Host | Dr. Penney Clark
View the Seminar Poster
Abstract
As twenty-first century Canadians contemplate their upcoming energy transition away from fossil fuels, this talk will explore the massive and multi-faceted public re-education campaigns of the late nineteenth and early twentieth centuries that attempted, with little initial success, to convince householders to make the transition to modern energy systems.
Short Bio
Professor Sandwell is a Canadian social historian and history educator who teaches in the Department of Curriculum Teaching and Learning at the Ontario institute for Studies in Education and the Department of History at the University of Toronto.
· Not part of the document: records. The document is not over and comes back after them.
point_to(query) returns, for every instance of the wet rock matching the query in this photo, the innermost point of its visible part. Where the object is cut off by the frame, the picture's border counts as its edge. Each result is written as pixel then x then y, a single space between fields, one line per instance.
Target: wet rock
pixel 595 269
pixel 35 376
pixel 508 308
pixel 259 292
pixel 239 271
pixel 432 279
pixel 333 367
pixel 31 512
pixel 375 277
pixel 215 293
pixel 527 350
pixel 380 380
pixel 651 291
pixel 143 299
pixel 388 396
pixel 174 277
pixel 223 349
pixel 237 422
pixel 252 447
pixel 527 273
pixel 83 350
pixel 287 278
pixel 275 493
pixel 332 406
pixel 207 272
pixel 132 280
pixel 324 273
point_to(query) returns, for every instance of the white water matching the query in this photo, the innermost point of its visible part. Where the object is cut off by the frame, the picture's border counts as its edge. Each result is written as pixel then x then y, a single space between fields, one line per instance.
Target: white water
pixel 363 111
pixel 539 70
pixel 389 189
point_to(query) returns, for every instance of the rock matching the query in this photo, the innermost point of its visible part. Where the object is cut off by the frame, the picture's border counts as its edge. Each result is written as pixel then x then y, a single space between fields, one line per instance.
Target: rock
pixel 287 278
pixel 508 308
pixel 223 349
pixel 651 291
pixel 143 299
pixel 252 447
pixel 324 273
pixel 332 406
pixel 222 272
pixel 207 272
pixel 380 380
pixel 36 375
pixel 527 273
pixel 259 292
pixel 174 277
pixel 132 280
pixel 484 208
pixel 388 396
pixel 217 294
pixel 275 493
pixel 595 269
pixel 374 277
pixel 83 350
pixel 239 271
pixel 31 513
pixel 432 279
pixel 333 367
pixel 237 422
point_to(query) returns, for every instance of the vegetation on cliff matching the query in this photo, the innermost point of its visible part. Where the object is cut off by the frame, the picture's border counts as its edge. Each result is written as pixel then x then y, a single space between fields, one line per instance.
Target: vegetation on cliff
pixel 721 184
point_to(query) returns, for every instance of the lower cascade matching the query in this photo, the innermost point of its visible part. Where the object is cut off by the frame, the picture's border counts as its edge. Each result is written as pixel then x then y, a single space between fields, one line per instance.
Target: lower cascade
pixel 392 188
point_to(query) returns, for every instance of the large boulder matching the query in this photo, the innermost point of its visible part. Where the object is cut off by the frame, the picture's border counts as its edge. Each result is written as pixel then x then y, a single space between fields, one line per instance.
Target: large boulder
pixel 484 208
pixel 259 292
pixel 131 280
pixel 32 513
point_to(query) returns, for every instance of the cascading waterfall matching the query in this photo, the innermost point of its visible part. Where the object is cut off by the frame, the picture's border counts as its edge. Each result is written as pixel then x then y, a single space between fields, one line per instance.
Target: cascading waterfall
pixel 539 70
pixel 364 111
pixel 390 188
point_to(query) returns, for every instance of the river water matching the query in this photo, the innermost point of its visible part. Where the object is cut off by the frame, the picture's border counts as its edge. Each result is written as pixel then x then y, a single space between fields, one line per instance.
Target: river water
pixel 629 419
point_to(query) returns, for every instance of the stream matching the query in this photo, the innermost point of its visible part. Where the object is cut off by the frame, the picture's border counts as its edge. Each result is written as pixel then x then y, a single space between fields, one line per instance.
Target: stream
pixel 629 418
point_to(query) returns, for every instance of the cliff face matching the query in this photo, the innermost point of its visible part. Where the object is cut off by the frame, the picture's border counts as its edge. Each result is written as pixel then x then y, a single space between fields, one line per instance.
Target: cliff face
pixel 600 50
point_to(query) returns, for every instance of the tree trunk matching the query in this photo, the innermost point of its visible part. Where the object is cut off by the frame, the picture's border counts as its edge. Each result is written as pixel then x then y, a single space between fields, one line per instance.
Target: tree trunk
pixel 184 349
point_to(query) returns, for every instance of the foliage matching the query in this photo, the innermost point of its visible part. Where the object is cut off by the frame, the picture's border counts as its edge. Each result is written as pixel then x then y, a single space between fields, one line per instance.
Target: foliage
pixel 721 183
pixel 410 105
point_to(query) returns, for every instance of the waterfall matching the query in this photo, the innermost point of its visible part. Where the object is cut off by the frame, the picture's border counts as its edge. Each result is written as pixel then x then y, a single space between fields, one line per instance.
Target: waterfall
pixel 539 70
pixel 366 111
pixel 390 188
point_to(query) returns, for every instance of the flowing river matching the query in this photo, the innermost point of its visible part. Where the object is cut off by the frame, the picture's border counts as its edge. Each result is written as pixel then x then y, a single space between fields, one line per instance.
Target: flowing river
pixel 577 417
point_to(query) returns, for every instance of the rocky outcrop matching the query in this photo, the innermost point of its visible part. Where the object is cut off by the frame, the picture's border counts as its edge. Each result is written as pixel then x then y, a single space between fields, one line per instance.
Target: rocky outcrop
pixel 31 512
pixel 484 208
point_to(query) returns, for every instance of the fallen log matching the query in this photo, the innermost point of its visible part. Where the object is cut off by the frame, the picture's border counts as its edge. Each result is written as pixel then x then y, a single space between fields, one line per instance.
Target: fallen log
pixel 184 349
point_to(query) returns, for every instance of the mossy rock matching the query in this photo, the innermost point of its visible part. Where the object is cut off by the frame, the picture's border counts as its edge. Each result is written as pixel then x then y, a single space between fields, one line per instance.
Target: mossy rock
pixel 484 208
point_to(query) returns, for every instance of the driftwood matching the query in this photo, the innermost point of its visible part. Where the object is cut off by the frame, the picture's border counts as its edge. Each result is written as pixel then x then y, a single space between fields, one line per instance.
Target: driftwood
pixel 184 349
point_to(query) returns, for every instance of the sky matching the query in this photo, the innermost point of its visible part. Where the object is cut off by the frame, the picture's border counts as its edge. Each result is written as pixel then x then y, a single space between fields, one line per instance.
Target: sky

Her recent books include a collection co-edited with Amy von Heyking, Becoming a History Teacher: Sustaining Practices in Historical Thinking and Knowing (University of Toronto Press, 2014), an edited collection Powering Up Canada: A History of Power, Fuels and Energy from 1600 (McGill-Queen’s University Press, 2016) and the monograph Canada’s Rural Majority: Households, Environments and Economies 1870-1940 (University of Toronto Press 2016). She is the founding co-director and educational director of the history education website series, The Great Unsolved Mysteries in Canadian History (www.canadianmysteries.ca).
This seminar is supported by the Faculty of Education and the Michael Cromer Memorial Fund, which was established after his death on November 7, 2005, in order to promote projects which would have excited him, had he been here to organize and contribute to them himself.